Schwerin, Berlin (epd). Nach der Sondersitzung der Gesundheitsministerinnen und -minister der Länder mit Bundesgesundheitsminister Karl Lauterbach (SPD) am 9. August gibt es weiter Differenzen in Sachen Corona-Infektionsschutzgesetz. Die Gesundheitsministerin von Mecklenburg-Vorpommern, Stefanie Drese (SPD), hält weitere Beratungen für nötig: „Wir haben heute in einem ersten Austausch tiefgehend über den Gesetzesentwurf beraten. Auf dieser Grundlage müssen nun aber dringend weitere wichtige Detailfragen geklärt werden.“
Vergangene Woche hatte die Bunderegierung einen Vorschlag zur Weiterentwicklung des Infektionsschutzgesetzes nach dem 23. September vorgelegt. Zu den vorgesehenen Maßnahmen zählen unter anderem eine Maskenpflicht in Verkehrsmitteln, für den Zutritt zu Krankenhäusern sowie voll- und teilstationären Pflegeeinrichtungen. Ausnahmen sollen für frisch geimpfte oder getestete Personen gelten.
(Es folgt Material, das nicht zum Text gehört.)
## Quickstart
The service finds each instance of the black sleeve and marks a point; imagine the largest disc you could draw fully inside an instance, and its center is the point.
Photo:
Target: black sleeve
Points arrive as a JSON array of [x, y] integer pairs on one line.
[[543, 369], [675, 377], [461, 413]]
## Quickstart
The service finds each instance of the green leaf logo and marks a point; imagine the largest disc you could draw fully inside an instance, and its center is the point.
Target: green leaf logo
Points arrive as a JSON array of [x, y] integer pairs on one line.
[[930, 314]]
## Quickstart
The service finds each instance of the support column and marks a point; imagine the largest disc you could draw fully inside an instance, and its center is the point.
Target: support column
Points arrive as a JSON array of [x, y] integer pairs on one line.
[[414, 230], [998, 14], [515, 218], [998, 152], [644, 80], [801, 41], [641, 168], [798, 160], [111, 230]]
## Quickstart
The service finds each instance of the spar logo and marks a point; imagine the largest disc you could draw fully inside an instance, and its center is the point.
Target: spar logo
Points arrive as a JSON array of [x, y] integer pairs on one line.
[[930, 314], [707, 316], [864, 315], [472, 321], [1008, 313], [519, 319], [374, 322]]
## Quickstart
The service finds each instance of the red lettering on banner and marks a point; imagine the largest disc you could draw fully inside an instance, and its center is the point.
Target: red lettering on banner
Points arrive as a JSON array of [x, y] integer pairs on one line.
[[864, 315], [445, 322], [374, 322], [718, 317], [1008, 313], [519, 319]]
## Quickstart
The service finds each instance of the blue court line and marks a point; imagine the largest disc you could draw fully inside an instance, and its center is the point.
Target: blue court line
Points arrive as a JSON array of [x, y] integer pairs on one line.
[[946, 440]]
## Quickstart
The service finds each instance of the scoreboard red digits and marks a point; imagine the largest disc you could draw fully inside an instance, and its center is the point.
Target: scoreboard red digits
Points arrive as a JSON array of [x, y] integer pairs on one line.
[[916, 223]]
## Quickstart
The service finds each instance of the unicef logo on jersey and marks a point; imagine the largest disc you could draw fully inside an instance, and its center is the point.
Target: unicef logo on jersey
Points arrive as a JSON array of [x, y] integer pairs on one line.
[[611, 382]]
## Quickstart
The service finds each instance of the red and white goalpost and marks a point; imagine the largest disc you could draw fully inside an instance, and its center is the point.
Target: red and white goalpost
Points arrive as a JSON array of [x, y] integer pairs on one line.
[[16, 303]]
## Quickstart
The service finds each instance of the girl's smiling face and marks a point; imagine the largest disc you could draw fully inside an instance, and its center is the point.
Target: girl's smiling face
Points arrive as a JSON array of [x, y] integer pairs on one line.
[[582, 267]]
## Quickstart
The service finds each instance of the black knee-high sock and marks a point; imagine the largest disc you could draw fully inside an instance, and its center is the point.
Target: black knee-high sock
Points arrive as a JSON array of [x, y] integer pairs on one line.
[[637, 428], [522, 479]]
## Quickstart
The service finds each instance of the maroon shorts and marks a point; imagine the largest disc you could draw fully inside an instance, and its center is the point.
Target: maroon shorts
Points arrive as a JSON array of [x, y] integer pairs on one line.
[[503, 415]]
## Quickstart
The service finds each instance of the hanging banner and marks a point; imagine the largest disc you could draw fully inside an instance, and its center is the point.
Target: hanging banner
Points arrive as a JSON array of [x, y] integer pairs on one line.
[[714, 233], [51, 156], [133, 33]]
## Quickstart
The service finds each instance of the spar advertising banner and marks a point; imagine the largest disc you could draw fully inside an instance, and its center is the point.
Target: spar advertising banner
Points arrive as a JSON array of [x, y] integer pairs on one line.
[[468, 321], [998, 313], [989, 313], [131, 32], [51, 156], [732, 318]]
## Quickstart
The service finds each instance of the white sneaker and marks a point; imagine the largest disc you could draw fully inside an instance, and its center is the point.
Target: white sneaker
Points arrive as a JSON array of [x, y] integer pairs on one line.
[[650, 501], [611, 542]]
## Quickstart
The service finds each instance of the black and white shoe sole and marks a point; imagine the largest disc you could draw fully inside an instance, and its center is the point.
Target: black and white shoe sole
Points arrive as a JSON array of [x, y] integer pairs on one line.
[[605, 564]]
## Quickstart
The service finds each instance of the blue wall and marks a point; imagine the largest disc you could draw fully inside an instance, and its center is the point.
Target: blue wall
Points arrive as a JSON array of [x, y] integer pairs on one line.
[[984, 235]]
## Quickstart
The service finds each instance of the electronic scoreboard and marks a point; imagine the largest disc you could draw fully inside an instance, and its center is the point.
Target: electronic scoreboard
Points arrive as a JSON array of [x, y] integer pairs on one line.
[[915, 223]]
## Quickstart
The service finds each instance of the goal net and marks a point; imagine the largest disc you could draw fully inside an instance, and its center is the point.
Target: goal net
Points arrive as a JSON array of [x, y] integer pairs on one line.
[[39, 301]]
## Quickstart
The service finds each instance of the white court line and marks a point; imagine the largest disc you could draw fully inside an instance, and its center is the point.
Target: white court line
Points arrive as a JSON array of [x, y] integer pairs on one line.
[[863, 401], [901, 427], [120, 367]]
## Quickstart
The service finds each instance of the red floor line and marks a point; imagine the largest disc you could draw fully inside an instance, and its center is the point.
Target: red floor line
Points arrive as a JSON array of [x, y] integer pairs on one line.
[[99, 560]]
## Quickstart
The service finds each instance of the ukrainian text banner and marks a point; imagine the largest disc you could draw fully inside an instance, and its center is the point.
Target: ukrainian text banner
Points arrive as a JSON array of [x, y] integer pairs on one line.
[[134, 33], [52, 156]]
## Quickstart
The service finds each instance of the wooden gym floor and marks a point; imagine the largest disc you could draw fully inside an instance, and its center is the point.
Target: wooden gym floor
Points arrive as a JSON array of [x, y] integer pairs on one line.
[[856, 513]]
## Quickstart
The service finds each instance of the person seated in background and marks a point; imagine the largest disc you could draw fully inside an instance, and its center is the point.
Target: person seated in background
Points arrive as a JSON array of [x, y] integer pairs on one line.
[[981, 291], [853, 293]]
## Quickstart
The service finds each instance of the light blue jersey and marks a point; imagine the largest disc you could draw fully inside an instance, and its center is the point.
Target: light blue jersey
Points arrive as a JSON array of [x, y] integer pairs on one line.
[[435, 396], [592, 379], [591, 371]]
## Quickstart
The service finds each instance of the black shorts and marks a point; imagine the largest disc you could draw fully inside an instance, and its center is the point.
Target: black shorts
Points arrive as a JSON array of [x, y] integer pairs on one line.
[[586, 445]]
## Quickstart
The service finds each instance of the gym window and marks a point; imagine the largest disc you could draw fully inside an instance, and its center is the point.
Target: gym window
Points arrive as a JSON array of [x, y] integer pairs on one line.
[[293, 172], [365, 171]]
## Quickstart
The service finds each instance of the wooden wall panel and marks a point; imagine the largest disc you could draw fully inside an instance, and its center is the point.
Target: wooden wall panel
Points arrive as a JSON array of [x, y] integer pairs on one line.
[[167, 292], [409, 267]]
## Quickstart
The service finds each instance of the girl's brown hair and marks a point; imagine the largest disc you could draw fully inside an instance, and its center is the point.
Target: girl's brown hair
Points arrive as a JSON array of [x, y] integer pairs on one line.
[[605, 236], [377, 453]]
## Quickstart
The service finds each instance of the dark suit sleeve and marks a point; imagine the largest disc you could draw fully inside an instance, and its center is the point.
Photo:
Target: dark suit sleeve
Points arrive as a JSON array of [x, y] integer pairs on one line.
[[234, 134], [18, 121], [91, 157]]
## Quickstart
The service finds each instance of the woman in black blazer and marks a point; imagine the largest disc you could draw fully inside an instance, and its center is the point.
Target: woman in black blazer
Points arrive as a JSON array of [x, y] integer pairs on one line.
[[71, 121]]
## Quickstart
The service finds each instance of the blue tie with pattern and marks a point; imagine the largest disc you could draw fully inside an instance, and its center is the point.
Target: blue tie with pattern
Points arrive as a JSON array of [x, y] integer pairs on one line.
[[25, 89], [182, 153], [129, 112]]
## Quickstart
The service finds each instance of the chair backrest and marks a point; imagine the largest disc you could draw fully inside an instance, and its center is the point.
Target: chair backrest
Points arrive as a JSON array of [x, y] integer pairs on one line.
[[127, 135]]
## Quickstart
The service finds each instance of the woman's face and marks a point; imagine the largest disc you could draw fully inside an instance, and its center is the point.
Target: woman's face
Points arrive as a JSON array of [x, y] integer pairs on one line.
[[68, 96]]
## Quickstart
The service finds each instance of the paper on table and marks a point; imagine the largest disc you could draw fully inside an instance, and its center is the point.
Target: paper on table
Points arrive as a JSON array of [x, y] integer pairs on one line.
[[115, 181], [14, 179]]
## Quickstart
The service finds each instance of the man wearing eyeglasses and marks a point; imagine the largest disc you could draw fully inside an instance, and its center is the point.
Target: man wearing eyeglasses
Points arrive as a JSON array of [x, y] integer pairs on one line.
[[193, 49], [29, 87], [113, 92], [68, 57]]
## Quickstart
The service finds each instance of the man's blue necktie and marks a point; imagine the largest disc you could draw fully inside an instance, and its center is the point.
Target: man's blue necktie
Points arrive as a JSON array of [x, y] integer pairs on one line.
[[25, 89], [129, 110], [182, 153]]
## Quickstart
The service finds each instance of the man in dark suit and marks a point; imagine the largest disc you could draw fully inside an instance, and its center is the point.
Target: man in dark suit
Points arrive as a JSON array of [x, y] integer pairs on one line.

„Die Ausnahmeregelungen für Menschen, die kürzlich geimpft worden sind oder einen tagesaktuellen Test vorlegen können, halte ich für schwer umsetzbar. Hier müssen wir uns immer die Frage der praktischen Durchführung im Hinblick auf die erforderlichen Kontrollen stellen“, betonte Drese.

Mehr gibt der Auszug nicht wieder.